Colonoscopies that look for colorectal cancer may also be beneficial once people have reached a certain age. According to the American Cancer Society, that age is 45 for folks with “average risk”.
Keep in mind, however, that there are also risks involved in all cancer screenings, including false positives that can lead to invasive treatments, as well as aggressively treating tumors that may be so slow-growing as to represent little threat to health. Some also argue that learning sooner that you have a particular type of cancer doesn’t necessarily lead to cure, just to living longer with the knowledge that you have cancer, which can just add more stress and potentially unnecessary treatments to your life.
12. Eat Cancer-Fighting Foods
This topic is quite expansive and deserves it’s own commentary.

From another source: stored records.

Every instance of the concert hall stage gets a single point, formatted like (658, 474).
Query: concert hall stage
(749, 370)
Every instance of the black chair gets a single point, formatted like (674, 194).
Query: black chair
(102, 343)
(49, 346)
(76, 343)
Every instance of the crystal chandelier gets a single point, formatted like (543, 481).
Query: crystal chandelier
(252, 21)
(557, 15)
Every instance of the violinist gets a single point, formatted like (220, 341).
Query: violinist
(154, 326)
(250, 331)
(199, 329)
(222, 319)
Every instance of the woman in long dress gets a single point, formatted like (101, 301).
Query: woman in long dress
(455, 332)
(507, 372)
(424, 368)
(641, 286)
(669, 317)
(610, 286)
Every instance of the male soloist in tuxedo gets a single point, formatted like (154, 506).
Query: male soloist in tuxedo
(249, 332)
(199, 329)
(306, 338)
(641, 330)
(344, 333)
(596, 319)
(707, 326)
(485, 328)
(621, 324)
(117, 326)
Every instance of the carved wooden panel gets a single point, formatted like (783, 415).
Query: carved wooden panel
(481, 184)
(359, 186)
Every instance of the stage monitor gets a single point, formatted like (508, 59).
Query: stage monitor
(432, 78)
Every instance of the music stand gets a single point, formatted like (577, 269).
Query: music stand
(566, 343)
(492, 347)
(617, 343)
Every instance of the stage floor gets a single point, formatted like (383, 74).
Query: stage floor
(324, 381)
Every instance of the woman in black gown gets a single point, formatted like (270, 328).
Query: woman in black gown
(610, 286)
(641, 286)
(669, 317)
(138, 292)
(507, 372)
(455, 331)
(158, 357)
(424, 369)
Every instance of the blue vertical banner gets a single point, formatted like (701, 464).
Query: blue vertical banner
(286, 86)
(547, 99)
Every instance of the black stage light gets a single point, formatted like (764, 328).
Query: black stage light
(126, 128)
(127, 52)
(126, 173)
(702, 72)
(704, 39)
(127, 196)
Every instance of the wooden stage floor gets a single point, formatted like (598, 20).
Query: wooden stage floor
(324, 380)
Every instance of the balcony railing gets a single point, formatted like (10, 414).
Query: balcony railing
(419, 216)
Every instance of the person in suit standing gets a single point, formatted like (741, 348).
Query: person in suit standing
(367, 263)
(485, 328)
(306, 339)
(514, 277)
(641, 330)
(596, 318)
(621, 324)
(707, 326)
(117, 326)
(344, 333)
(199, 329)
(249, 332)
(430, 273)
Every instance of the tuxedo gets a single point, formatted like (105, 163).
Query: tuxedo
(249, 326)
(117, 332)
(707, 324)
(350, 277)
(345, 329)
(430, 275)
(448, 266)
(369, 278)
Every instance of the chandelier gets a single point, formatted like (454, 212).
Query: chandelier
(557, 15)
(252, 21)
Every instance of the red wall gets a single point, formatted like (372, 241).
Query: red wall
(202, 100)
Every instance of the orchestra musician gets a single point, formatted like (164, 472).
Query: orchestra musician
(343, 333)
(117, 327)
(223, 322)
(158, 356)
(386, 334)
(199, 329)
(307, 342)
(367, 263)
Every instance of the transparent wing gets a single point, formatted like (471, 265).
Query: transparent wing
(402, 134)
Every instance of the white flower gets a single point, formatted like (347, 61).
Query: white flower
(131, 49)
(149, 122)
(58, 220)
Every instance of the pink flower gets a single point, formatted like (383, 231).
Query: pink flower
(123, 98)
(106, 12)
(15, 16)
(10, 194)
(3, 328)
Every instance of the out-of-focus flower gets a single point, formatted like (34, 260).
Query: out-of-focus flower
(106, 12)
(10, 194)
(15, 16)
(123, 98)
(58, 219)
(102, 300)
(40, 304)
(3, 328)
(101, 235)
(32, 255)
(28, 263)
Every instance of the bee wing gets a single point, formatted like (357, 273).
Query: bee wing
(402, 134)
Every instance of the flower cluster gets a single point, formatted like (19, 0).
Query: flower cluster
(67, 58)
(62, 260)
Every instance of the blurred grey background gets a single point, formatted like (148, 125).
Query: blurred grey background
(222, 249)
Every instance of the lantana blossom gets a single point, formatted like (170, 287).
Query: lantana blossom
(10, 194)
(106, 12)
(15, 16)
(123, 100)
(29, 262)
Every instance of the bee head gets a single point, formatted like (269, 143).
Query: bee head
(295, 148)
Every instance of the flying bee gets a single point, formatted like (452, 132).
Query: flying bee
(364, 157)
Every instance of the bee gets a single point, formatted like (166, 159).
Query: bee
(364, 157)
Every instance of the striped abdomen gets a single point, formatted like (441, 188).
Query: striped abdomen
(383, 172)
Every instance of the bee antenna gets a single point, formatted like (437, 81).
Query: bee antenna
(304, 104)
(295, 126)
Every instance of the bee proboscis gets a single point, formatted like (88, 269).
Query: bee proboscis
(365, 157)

In essence, vegetable and fruit consumption is associated with a lower risk of many cancers, including those of the stomach, esophagus, lung, oral cavity and pharynx, endometrium, pancreas, colon, and others. The effects are likely due to the many positive qualities of whole plant-based foods. But two of the best studied are phytonutrients and fiber.
Phytonutrients and phytochemicals found in colorful plant foods, in particular, have been shown to possess anticancer effects. These and other antioxidants help neutralize free radicals in your cells and fight oxidative stress in your body.
Oxidative stress plays a major role in cancer cell metabolism. Cancer patients frequently have low antioxidant stores, and experience increased oxidative stress, leading researchers to seek ways to increase antioxidant activity as a cancer prevention strategy.
Fiber is another key nutrient for cancer prevention. There’s a clear link between fiber and colorectal health. You can think of fiber as the “broom” that sweeps your colon clean. People who consumed just 10 more grams of fiber per day had a 10% reduction in their risk of developing colorectal cancer. Multiple studies have found that the more fiber you eat, the lower your risk of breast and other hormonal cancers.
CONCLUSIONS
Cancer can be devastating. And while medical advances have been largely modest and limited to certain families of cancer, there’s a lot of hope in the form of evidence-based strategies for lifestyle-based cancer prevention.
From steering clear of harmful substances like tobacco and plastics to embracing stress reduction techniques and consuming cancer-fighting foods, there are many steps you can take toward a healthier lifestyle.
While no approach guarantees immunity from cancer, the combination of these measures can significantly reduce your risk. And the collective impact of these lifestyle changes holds promise not just for individual well-being but also for a future in which the devastating impact of cancer is diminished.